About this Parkinson’s disease, emotion, and AI research news
Author: Xuwen Liu
Source: Intelligent Computing
Contact: Xuwen Liu – Intelligent Computing
Image: The image is credited to Neuroscience News
Original Research: Open access.
” Exploring Electroencephalography-Based Affective Analysis and Detection of Parkinson’s Disease” by Ramanathan Subramanian et al. Intelligent Computing
Abstract
Exploring Electroencephalography-Based Affective Analysis and Detection of Parkinson’s Disease
While Parkinson’s disease ( PD ) is typically characterized by motor disorder, there is also evidence of diminished emotion perception in PD patients.
This study examines the utility of electroencephalography ( EEG ) signals for analyzing the emotional differences between PD and healthy controls ( HCs ) and for automated PD detection.
We investigate dimensional and categorical emotion recognition and PD versus HC classification from multiple descriptors characterizing emotional EEG signals using traditional machine learning and deep learning techniques applied to multiple EEG descriptors.
Our results reveal that PD patients comprehend arousal better than valence and, among emotion categories, fear, disgust, and surprise less accurately, and sadness most accurately.
Mislabeling analyses reveal confounds in PD data regarding opposite-valence emotions.

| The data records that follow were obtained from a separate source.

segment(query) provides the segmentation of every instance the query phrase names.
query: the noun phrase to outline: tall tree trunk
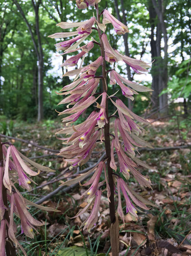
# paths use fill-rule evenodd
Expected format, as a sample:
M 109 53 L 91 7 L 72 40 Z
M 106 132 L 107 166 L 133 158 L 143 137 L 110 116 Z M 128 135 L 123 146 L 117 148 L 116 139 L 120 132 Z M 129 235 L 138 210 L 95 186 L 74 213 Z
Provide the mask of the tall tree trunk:
M 20 5 L 17 2 L 17 0 L 12 0 L 16 5 L 17 8 L 19 11 L 21 15 L 26 23 L 29 31 L 31 36 L 32 41 L 33 43 L 34 50 L 36 55 L 38 64 L 38 121 L 40 121 L 43 117 L 43 52 L 42 47 L 40 31 L 39 28 L 39 10 L 40 5 L 41 3 L 41 0 L 34 1 L 31 0 L 32 3 L 35 13 L 36 32 L 37 36 L 37 43 L 35 39 L 34 33 L 32 32 L 31 26 L 26 18 L 25 15 Z
M 2 86 L 3 84 L 1 79 L 2 71 L 2 64 L 3 63 L 3 51 L 0 49 L 0 95 L 1 94 Z
M 33 83 L 32 89 L 32 101 L 34 102 L 34 105 L 36 106 L 38 105 L 37 97 L 37 78 L 38 73 L 37 72 L 37 66 L 34 66 L 33 68 Z
M 119 11 L 119 8 L 118 7 L 118 3 L 117 0 L 114 0 L 114 5 L 115 5 L 115 12 L 116 12 L 116 14 L 117 15 L 117 17 L 118 19 L 119 20 L 120 20 L 121 22 L 122 22 L 125 25 L 127 25 L 127 21 L 126 20 L 126 17 L 125 16 L 125 8 L 124 8 L 124 5 L 123 2 L 123 0 L 120 0 L 121 2 L 121 11 L 123 13 L 123 19 L 121 19 L 120 15 L 120 12 Z M 129 46 L 128 45 L 128 33 L 125 33 L 124 35 L 123 35 L 123 41 L 124 42 L 125 45 L 125 55 L 127 56 L 129 56 Z M 129 81 L 132 81 L 133 80 L 133 77 L 131 76 L 131 69 L 130 69 L 130 66 L 128 65 L 128 64 L 126 64 L 127 73 L 127 76 L 128 78 L 128 80 Z M 131 110 L 132 108 L 132 104 L 131 101 L 130 99 L 128 99 L 128 107 Z
M 152 61 L 151 74 L 152 81 L 152 88 L 154 90 L 151 100 L 153 108 L 160 110 L 163 115 L 168 112 L 168 95 L 165 93 L 159 96 L 161 92 L 167 87 L 168 77 L 168 38 L 164 20 L 164 9 L 163 0 L 149 0 L 148 11 L 151 27 L 151 48 Z M 157 18 L 156 24 L 156 18 Z M 156 40 L 154 39 L 154 30 L 156 27 Z M 164 58 L 161 56 L 162 35 L 164 40 Z
M 41 3 L 41 0 L 38 2 L 35 2 L 32 0 L 32 2 L 35 13 L 35 25 L 36 33 L 37 36 L 39 55 L 38 60 L 38 117 L 37 120 L 41 121 L 43 118 L 43 52 L 42 47 L 41 40 L 40 35 L 39 28 L 39 7 Z
M 160 77 L 159 93 L 167 87 L 168 80 L 168 38 L 166 25 L 164 22 L 164 12 L 165 9 L 163 0 L 152 0 L 155 11 L 158 17 L 158 19 L 160 23 L 161 30 L 161 34 L 163 34 L 164 40 L 164 58 L 162 59 L 162 64 L 160 67 Z M 166 115 L 168 113 L 168 95 L 167 93 L 164 93 L 159 96 L 160 112 L 163 115 Z
M 151 101 L 153 109 L 157 109 L 159 107 L 159 73 L 158 66 L 159 64 L 157 54 L 158 51 L 157 50 L 156 40 L 155 40 L 154 30 L 155 26 L 155 20 L 156 17 L 156 12 L 151 2 L 148 1 L 148 11 L 150 17 L 150 23 L 151 26 L 151 52 L 152 61 L 154 61 L 152 64 L 151 73 L 152 76 L 152 83 L 151 88 L 153 90 L 151 96 Z M 159 38 L 157 38 L 158 40 Z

Emotional EEG responses also achieve near-perfect PD versus HC recognition.
Cumulatively, our study demonstrates that ( a ) examining implicit responses alone enables ( i ) discovery of valence-related impairments in PD patients and ( ii ) differentiation of PD from HC and that ( b ) emotional EEG analysis is an ecologically valid, effective, practical, and sustainable tool for PD diagnosis vis-à-vis self-reports, expert assessments, and resting-state analysis.